Правда, избежать болезней от плохого питания не удалось. Я дважды лежал в больнице с дизентерией. Это была не первая серьезная болезнь в моей жизни: в восьмилетием возрасте я заболел дифтеритом и попал в Боткинскую больницу. В те времена дифтерит был смертельной болезнью; в детской палате, где я лежал, умерли все дети, кроме меня. Мать много раз рассказывала мне, как она пришла навестить меня на третий или четвертый день и обнаружила, что детская палата закрыта, двери заколочены досками, и сторож сказал: «Заколотили палату, все дети померли». Легко представить себе состояние моей матери! Но материнское чутье толкнуло ее к взрослому отделению, и там она нашла меня; оказалось, что меня, как единственного оставшегося в живых, перевели к взрослым.

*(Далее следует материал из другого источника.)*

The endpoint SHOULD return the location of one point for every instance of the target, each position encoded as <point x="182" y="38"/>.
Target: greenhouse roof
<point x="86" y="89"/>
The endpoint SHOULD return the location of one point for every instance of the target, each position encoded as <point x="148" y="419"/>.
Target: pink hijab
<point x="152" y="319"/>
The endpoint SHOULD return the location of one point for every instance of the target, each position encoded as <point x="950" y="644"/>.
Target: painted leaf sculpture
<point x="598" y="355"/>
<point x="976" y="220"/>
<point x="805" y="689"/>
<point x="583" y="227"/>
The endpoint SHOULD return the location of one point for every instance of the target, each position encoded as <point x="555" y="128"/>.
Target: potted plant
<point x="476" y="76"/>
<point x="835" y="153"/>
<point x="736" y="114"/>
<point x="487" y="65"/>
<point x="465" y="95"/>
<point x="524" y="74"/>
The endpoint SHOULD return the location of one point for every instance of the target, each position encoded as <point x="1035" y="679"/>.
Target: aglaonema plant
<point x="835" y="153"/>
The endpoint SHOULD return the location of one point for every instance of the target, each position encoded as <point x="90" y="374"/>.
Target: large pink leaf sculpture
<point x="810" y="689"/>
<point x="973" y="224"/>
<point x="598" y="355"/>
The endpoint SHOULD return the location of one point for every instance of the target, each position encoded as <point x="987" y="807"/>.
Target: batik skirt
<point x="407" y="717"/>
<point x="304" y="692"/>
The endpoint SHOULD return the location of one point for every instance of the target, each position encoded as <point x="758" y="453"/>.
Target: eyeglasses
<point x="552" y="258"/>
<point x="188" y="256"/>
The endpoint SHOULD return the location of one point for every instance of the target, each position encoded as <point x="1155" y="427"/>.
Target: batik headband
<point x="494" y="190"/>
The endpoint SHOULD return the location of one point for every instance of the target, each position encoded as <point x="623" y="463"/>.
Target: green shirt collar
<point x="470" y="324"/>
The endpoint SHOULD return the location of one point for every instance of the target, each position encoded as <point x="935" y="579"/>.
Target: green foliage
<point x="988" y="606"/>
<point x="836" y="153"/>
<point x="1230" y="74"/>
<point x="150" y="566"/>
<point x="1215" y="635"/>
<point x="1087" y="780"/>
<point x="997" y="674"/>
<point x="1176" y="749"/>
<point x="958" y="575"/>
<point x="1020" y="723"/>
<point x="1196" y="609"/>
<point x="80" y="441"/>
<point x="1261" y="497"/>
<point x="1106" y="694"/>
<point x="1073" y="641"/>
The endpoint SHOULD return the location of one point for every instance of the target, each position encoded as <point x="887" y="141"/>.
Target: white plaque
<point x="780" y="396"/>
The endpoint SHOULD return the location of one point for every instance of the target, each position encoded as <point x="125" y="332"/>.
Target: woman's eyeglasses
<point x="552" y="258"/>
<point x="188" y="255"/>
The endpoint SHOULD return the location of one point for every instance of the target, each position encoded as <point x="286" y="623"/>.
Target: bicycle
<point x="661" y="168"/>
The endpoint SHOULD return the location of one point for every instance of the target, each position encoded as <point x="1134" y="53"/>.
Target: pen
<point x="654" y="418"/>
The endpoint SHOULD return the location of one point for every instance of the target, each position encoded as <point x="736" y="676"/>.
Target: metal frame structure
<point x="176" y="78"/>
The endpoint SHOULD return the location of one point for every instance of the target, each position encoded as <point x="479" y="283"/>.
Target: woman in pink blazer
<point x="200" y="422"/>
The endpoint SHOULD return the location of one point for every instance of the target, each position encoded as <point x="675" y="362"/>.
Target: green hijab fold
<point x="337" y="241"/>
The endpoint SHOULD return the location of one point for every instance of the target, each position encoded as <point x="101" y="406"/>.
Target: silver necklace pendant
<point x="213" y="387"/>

И вот теперь, во время войны, меня свалила дизентерия, и я лежал в больнице, переоборудованной из школы, — моей собственной школы, где я учился семь лет, на Садово-Кудринской, между зоопарком и планетарием, более того — в моем же классе, ставшем одной из палат! А на следующий год — снова дизентерия, и снова больница. Но — молодость, молодость! Все прошло, и я опять под землей, в своих колодцах.
Помню, однажды я вылез из колодца около Исторического музея, чтобы отдышаться после ремонтных работ, и сидел, свесив ноги в люк; вдруг меня кто-то окликает. Смотрю — это мой школьный товарищ, смотрит на меня с изумлением. Разговорились; он учился в техникуме. Когда я заметил, как он глядит на мой комбинезон, измазанный грязью всех цветов радуги, я сказал, что тоже надеюсь в будущем возобновить учебу; покачав с сомнением головой, Борис ответил: «Думаешь, ты сможешь после всего этого опять засесть за логарифмы?» Я ничего не сказал в ответ и молча нырнул обратно в люк, переполненный горечью и обидой. А может быть, я и в самом деле уже обречен вот на такую жизнь? Буду в пятидесятиградусной жаре стучать кувалдой и крутить гайки под землей? Зачем тогда нужны были пятерки по литературе, истории и математике, зачем я читаю в подлиннике английские книги?
Я уже военнообязанный, прошел полный курс допризывного военного обучения и получил специальность минометчика. В декабре 43-го происходит призыв в армию ребят 26-го года рождения, и я с бьющимся сердцем иду в районный военкомат. Я ждал этого дня все последние месяцы; сейчас это, может быть, несколько странно читать, но я и на самом деле по мере приближения срока призыва все больше и больше мечтал об отправке на фронт. И дело, конечно, вовсе не в тяге к армейской службе; напротив, я всегда чувствовал, что не смогу вписаться в армейский уклад жизни с его системой беспрекословных приказов, с чинопочитанием, муштрой и презрением сержантов к интеллигентам, и впоследствии, на военных сборах, это полностью подтвердилось. Но тогда я об этом думал меньше всего, мне настолько обрыдла, опротивела моя работа, я настолько устал физически и еще больше морально, что фронт казался избавлением. Кроме того, естественное мальчишеское стремление «побывать на войне», романтика, полное отсутствие мысли о том, что тебя могут убить или искалечить.